The music played until, suddenly, the group made a terrible noise with percussion instruments – the catastrophe that took her brother away. She reached out, taking control, touching them one by one to make them quiet, in order to heal a sense of helplessness that had haunted her all her life. In the silence, the violin concerto played on. She stepped out of the womb and took off the blindfold, putting labels on group members to represent the gifts that her little companion had left. That didn’t work very well – she had to do this alone.
So to the strains of the music, she danced with the two scarves. As the music faded to silence, she came to the meat tin on the floor that contained a painting she had done of Kali, representing her negative anger, vengefulness and destructive power. She tore the picture into pieces but kissed every piece, forgiving and accepting all the negative qualities. Then placing the pieces back in the tin and covering them with the scarf, she carried it outside and set fire to it.
Later, she tipped the ash in the dustbin – they no longer had any power over her. Later, at home and still stunned by the experience, she knew that a final act of letting go was required. In a cleansing ritual, she gathered up the piles of papers she had accumulated over the previous twenty years about the unborn child, putting then into a black sack for recycling. Now, finally after more than fifty years, she has found peace.
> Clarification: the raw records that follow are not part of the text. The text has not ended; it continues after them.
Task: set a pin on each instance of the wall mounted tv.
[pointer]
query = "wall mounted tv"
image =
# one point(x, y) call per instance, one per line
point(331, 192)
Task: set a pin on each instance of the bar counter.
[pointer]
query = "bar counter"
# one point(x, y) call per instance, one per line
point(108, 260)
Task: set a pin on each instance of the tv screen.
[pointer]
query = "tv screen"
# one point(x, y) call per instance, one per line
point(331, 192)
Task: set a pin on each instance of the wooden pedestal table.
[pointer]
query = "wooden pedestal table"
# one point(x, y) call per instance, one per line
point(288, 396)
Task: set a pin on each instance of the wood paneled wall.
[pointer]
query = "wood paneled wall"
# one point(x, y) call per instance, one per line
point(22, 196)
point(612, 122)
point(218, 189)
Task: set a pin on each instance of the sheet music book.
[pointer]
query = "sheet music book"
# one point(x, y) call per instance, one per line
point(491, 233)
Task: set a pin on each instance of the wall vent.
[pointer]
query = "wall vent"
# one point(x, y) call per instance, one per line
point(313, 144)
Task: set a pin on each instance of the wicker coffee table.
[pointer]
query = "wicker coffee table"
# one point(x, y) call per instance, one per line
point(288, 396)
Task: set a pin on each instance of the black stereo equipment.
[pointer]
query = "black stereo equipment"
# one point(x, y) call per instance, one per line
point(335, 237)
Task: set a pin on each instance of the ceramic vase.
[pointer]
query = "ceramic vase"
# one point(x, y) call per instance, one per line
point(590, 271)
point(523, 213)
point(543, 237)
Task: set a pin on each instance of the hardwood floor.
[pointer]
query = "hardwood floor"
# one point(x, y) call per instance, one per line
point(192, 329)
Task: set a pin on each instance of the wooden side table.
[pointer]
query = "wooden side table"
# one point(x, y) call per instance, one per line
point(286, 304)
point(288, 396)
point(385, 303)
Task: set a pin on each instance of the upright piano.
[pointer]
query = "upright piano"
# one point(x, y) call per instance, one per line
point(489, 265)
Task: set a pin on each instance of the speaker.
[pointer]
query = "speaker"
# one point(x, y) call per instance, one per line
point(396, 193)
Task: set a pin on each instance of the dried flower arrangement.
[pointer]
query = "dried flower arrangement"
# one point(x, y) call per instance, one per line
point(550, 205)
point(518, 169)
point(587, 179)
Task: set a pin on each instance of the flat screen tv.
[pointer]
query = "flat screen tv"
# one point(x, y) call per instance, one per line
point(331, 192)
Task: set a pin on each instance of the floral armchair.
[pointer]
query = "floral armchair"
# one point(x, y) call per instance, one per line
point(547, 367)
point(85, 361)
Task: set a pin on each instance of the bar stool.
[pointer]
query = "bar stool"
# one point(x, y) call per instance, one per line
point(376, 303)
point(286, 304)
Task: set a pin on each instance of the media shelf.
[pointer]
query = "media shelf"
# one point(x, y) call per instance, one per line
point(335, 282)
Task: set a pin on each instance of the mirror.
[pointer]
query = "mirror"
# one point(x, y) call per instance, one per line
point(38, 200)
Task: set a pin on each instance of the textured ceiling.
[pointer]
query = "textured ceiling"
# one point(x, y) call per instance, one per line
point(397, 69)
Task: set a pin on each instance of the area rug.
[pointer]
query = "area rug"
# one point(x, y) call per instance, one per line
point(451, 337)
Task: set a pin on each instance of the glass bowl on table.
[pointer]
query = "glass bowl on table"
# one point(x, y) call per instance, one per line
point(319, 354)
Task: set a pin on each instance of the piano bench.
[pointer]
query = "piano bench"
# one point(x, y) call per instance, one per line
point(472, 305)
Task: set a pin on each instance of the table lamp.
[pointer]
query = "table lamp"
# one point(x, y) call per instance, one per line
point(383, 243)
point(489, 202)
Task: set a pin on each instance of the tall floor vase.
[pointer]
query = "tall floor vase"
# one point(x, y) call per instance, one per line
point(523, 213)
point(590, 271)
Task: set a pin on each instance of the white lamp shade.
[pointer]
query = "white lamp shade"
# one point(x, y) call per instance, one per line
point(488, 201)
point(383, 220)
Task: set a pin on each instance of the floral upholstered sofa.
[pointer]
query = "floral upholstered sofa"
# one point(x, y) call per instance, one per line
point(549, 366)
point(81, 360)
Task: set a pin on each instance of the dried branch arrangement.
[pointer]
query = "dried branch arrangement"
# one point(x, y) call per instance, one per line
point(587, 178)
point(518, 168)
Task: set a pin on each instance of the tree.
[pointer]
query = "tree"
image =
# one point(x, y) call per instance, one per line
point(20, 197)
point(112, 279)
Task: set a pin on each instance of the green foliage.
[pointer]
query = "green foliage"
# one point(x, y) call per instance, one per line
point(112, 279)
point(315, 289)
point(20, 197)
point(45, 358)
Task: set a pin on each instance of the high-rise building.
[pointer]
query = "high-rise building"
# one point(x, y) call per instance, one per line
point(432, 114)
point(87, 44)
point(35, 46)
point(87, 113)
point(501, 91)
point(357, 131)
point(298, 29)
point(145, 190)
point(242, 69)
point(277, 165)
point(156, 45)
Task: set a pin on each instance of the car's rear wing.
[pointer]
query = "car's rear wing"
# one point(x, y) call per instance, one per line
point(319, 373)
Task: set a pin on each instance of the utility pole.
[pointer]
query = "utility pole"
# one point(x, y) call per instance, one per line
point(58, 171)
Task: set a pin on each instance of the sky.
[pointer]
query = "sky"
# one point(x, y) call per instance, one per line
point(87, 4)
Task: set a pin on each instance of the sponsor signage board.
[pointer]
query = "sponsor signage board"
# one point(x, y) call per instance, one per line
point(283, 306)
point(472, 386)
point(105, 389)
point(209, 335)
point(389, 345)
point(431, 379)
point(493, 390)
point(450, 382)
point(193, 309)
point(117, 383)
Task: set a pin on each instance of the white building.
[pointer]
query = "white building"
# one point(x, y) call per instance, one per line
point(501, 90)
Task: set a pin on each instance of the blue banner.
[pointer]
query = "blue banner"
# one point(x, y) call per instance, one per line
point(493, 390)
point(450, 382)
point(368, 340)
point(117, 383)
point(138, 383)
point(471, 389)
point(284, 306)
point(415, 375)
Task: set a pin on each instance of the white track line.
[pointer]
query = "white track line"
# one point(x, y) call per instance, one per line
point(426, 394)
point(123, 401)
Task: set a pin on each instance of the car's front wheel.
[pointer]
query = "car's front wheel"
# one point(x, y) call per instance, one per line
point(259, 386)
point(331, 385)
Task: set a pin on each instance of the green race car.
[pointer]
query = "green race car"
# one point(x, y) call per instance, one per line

She says: Since that amazing day, which has allowed me to put actions and images to a vague sense of something that had haunted me all my life, I have not looked back. I entered into a totally new phase of my life with ever rising energy and increasing focus. Within two years I had walked enough of my healing path to a point where I was ready for action. What happened was way beyond my expectations! I decided to write about womb twin survivors in 2002 and have since then created two anthologies of articles and stories about womb twin survivors and a major work detailing my eight year Womb Twin research project.
In 2007 I set up a non-profit organisation to help womb twin survivors and I now give seminars and workshops for womb twin survivors in various countries. Without that wonderful opportunity to express in the Ritual Theatre Group the grief and despair that had been within me all my life and say a loving farewell to my twin brother, many hundreds of womb twin survivors would not have been helped in the way they have. I didn’t know I had it in me, but myth-a-drama helped me to set it free.
Althea’s story will be featured in the book I am currently editing Ritual Theatre: Theatre of Healing to be published by Jessica Kingsley later this year in which I describe how I have helped hundreds of people like Althea heal issues that nothing else would work for. Most of my clients feel blocked, that some part of them is locked away. Myth-a-drama is based on drama therapy and brings together the healing power of drama and myth. It works for many reasons and enables participants to work directly with the unconscious patterns deeply buried within then. But most importantly it is enormous fun, and the fun aspect is why it is so accessible, liberating and enjoyable.